Do the US and China’s recent surprise announcement to work together on cutting greenhouse gas emissions in the Cop26 summit pave the way for future collaborations on tackling global crises?

Yes, I think that is a very good thing. This comes back to the earlier question you asked about the Biden Administration.

I think Biden’s administration has been very quietly working in the backroom and John Kerry has been quite effective, didn’t want to take the center stage but quietly worked at the back to build consensus, to build bridges between the two powers.

The Chinese were very reluctant very initially to want to be seen as working alongside the Americans because of the snub.

They felt that they had been snubbed by the Americans during the Alaska meeting. Their first meeting, a high-level meeting between the two in Alaska, and they felt that they were treated very badly by their American counterparts in Alaska.

But fortunately diplomacy at least at these stages, as far as you can see from the outside seems to work and we are able to bring the two countries together as we come up with the joint statement.

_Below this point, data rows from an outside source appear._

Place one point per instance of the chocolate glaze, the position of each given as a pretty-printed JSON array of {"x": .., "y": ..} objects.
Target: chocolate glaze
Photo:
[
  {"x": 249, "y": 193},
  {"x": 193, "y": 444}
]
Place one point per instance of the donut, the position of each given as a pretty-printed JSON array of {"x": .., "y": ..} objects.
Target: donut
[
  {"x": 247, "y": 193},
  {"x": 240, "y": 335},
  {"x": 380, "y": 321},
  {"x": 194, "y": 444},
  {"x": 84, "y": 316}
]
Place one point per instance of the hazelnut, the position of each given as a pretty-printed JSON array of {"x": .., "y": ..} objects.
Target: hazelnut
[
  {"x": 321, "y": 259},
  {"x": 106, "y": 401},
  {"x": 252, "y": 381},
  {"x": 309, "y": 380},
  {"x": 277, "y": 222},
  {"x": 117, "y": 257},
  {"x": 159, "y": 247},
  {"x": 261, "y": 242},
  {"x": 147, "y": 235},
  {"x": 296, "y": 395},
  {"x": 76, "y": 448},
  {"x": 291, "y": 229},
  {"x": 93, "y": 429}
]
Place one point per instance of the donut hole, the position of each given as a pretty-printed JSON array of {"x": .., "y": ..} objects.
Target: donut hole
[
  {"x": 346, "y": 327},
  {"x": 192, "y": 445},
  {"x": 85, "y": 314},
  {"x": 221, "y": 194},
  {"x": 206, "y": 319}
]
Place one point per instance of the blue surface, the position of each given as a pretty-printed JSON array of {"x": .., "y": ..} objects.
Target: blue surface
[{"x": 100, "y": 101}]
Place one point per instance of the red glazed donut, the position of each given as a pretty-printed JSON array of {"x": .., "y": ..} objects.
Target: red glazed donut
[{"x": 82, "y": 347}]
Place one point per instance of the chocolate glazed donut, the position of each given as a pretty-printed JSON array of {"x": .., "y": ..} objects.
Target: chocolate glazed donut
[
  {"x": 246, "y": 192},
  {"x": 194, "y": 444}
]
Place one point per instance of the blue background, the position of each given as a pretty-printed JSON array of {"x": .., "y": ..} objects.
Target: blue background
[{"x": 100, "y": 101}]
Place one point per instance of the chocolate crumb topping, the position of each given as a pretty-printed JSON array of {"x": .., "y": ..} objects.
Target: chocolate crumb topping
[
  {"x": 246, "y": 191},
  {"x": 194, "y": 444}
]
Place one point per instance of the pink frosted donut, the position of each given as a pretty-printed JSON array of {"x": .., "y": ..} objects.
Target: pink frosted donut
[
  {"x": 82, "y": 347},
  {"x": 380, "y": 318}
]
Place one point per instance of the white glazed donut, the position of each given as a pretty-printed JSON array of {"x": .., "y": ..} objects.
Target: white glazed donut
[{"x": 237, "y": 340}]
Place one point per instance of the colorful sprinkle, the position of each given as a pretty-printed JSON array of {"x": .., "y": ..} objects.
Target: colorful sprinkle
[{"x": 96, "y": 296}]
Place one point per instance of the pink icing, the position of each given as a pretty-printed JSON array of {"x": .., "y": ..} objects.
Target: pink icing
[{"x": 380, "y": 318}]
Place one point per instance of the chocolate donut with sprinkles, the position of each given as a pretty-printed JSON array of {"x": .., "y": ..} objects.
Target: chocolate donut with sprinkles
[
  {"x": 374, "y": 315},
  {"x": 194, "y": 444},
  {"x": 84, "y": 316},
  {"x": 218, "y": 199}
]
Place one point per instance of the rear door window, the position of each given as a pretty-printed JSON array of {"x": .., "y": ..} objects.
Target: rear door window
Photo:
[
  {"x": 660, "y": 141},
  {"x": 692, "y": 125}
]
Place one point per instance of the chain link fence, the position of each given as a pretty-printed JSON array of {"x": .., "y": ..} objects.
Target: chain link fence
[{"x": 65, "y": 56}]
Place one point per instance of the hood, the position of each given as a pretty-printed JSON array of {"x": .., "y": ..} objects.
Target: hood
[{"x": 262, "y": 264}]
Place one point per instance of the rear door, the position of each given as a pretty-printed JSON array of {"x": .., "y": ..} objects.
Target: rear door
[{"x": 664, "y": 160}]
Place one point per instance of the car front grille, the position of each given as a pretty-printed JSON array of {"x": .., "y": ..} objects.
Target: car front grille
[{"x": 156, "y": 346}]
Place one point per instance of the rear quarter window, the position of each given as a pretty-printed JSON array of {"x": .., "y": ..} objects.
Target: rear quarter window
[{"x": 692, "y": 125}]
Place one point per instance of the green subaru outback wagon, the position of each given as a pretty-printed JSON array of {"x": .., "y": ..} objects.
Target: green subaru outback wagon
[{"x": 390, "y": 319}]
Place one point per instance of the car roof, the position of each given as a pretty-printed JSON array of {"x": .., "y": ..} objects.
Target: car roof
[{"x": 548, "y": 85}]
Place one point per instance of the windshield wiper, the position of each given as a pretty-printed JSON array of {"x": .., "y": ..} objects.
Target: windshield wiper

Whether it’s enough or not it’s up for discussion right now. There are lots of people working through it and say it may not have gone far enough to actually deal with problems but at least some would spin it in such a way that there are at least joint announcements by the two powers to work on it.

I just want to say a couple of points here; the climate change issue is very difficult. I think the Chinese side will be a little more reliable because if they say they would do it, they will probably do it.

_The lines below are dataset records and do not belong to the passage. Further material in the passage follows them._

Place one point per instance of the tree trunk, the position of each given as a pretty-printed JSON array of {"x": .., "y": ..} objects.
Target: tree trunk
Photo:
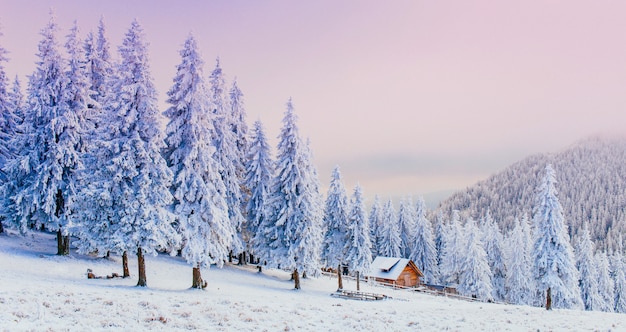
[
  {"x": 197, "y": 278},
  {"x": 63, "y": 244},
  {"x": 296, "y": 279},
  {"x": 339, "y": 279},
  {"x": 141, "y": 264},
  {"x": 125, "y": 264}
]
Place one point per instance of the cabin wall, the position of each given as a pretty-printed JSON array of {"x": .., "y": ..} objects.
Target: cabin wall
[{"x": 408, "y": 277}]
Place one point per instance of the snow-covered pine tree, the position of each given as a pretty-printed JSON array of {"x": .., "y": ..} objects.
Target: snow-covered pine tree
[
  {"x": 588, "y": 274},
  {"x": 492, "y": 240},
  {"x": 553, "y": 257},
  {"x": 227, "y": 153},
  {"x": 606, "y": 286},
  {"x": 406, "y": 224},
  {"x": 335, "y": 224},
  {"x": 375, "y": 220},
  {"x": 519, "y": 289},
  {"x": 292, "y": 218},
  {"x": 475, "y": 276},
  {"x": 100, "y": 70},
  {"x": 44, "y": 173},
  {"x": 423, "y": 251},
  {"x": 389, "y": 232},
  {"x": 200, "y": 210},
  {"x": 259, "y": 174},
  {"x": 618, "y": 270},
  {"x": 127, "y": 199},
  {"x": 452, "y": 244},
  {"x": 358, "y": 252}
]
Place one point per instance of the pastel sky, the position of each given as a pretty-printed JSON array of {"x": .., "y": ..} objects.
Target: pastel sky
[{"x": 407, "y": 97}]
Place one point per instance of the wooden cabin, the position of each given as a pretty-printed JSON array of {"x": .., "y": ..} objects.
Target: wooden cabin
[{"x": 395, "y": 271}]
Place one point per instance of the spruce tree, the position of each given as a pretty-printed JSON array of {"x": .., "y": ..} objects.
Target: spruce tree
[
  {"x": 389, "y": 232},
  {"x": 335, "y": 222},
  {"x": 406, "y": 225},
  {"x": 588, "y": 274},
  {"x": 492, "y": 240},
  {"x": 227, "y": 153},
  {"x": 606, "y": 286},
  {"x": 358, "y": 253},
  {"x": 126, "y": 201},
  {"x": 475, "y": 275},
  {"x": 518, "y": 282},
  {"x": 259, "y": 174},
  {"x": 200, "y": 210},
  {"x": 375, "y": 220},
  {"x": 294, "y": 218},
  {"x": 423, "y": 251},
  {"x": 553, "y": 257}
]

The reason is they’ve got only one party, that one party is going to be ruling, President Xi is going to be around for a long long time. It’s the American side that is a little bit less predictable. Joe Biden is reaching out,

he is going all the way to want to provide the American leadership, what happens after Joe Biden’s Administration, what comes next?

If the administration changes every four years a new policy comes out with regard to climate by different American administrations.

It’s very hard not only for China but for the world to know how to respond to this kind of unpredictability where we have so many global sorts of challenges confronting us.

What do you anticipate out of the upcoming Xi and Biden virtual meeting? What does the future hold for US and China relations?

I haven’t been following it bit by bit, but from the readout that I got, I think it was an important meeting. It was a sign that the two powers, the two leaders, realize that they need to talk to each other otherwise, the world would be in a dangerous situation where they might misunderstand one another.

The two superpowers might miscalculate each other’s motivation and steps and other assumptions. So, I think overall it’s a very important development.

But my own concern is that President Joe Biden is facing some really difficult domestic challenges. His legislative agenda faces a very divided congress and senate and he faces basically very domestic constituents that in general are still very hostile towards China.

And rightly or wrongly they blame China for part of the problem they are facing right now. So, if Joe Biden comes as being soft on China, which Donald Trump says that he was gonna be tough on China, he might have some difficulties trying to explain himself in the midterm elections.

So, he has a very delicate dance to do, he needs to appear tough at home with China, and yet on the international stage, he needs to be talking to China. He talks to China in such a way that he appears to be tough.

So, it’s very delicate. I think the complexity, the bigger challenge is on the American side. On the Chinese side, as far as we can see from the outside, President Xi seems to have a very steady hand on China.

He doesn’t face the same kind of problem that Joe Biden faces there within America. In either case, Joe Biden has to come strong on both sides, strong against China at home and strong in terms of being a friend, someone who is willing to work from China for the sake of the global good. It will be interesting to see how he will be able to manage that.